I think it’s worth it when comparing complexity though. The mask generation is a bit more complicated, but the algorithm itself is cleaner. (the reduce is just .reduce(|a, b| a | b)).

Part 2

Instead of counting reachable 9s, count how many unique paths there are to any 9.

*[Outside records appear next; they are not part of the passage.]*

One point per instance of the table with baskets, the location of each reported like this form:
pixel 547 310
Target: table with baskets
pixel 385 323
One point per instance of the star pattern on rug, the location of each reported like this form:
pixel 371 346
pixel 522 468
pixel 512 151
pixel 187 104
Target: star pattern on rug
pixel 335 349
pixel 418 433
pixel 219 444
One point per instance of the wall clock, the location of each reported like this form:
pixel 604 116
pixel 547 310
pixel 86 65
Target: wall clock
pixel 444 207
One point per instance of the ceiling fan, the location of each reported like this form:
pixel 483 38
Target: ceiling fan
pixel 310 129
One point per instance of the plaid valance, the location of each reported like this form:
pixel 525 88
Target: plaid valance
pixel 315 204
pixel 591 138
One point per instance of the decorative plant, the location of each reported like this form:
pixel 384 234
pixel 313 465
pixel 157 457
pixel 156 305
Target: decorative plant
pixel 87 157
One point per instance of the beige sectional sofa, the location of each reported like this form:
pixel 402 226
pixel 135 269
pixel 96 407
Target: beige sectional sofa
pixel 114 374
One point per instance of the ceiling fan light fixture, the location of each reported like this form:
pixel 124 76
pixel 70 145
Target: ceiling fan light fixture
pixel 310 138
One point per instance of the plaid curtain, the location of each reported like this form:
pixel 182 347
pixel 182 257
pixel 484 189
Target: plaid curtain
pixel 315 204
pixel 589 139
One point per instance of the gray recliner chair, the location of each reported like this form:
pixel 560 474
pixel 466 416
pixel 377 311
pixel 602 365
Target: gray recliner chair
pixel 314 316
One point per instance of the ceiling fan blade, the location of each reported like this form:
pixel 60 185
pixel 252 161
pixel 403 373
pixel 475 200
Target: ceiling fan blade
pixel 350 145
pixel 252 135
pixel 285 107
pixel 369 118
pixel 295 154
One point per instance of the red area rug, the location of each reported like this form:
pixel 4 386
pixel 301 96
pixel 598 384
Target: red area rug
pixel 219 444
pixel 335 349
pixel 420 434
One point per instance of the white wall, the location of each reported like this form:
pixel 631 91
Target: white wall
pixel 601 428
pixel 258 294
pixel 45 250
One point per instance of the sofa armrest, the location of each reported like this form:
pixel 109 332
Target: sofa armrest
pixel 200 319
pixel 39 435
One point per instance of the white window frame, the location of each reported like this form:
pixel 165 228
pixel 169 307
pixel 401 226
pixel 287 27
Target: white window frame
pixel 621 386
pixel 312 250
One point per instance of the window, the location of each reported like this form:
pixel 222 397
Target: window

This actually ends up being a lot easier to do with dynamic programming:

#[aoc(day10, part2, dynamic)]
fn part2_dynamic(input: &Grid<u8>) -> u32 {
    let mut ratings = Grid::new(input.width, input.height);

    // All 9s can be reached one way
    input.iter_enumerate().for_each(|(p, &v)| {
        if v == 9 {
            ratings.set(p, 1);
        }
    });

    // For each height, we're going to sum the ratings of all points one higher
    for height in (0..=8).rev() {
        input.iter_enumerate().for_each(|(p, &v)| {
            if v == height {
                ratings.set(
                    p,
                    p.neighbors()
                        .iter()
                        .filter(|&p2| input.get(*p2).is_some_and(|&v| v == height + 1))
                        .map(|p2| ratings.get(*p2).unwrap_or(&0))
                        .sum(),
                );
            }
        });
    }

    // Sum the ratings of the 0s
    input
        .iter_enumerate()
        .filter(|(_, &v)| v == 0)
        .map(|(p, _)| ratings.get(p).unwrap())
        .sum()
}

This time, we’re going to start at the 9s and initialize that we can get to each one 1 way. Then as we go from 8 to 1 the same way, we just have to add the neighboring values together. This represents ‘how many ways can we get to any different 9 via each neighbor’.

The video for this one ends up mostly the same as what I did for part 1:

Colorscale changed entirely to be confusing 😄. Red is lower, blue is higher.

Benchmarks

$ cargo aoc bench --day 10

Day10 - Part1/search            time:   [65.198 µs 66.052 µs 67.339 µs]
Day10 - Part1/dynamic           time:   [278.43 µs 280.80 µs 283.53 µs]
Day10 - Part1/dynamic_tupled    time:   [42.502 µs 43.356 µs 44.197 µs]
Day10 - Part1/dynamic_smart     time:   [41.415 µs 42.406 µs 43.625 µs]

Day10 - Part2/dynamic           time:   [34.976 µs 36.044 µs 37.158 µs]

Part 2 faster than part 1. Funny. Although it makes sense, we don’t have to deal with the mask generation and + should be as fast as | (might even be faster, since you potentially don’t have to deal with all of the bits?).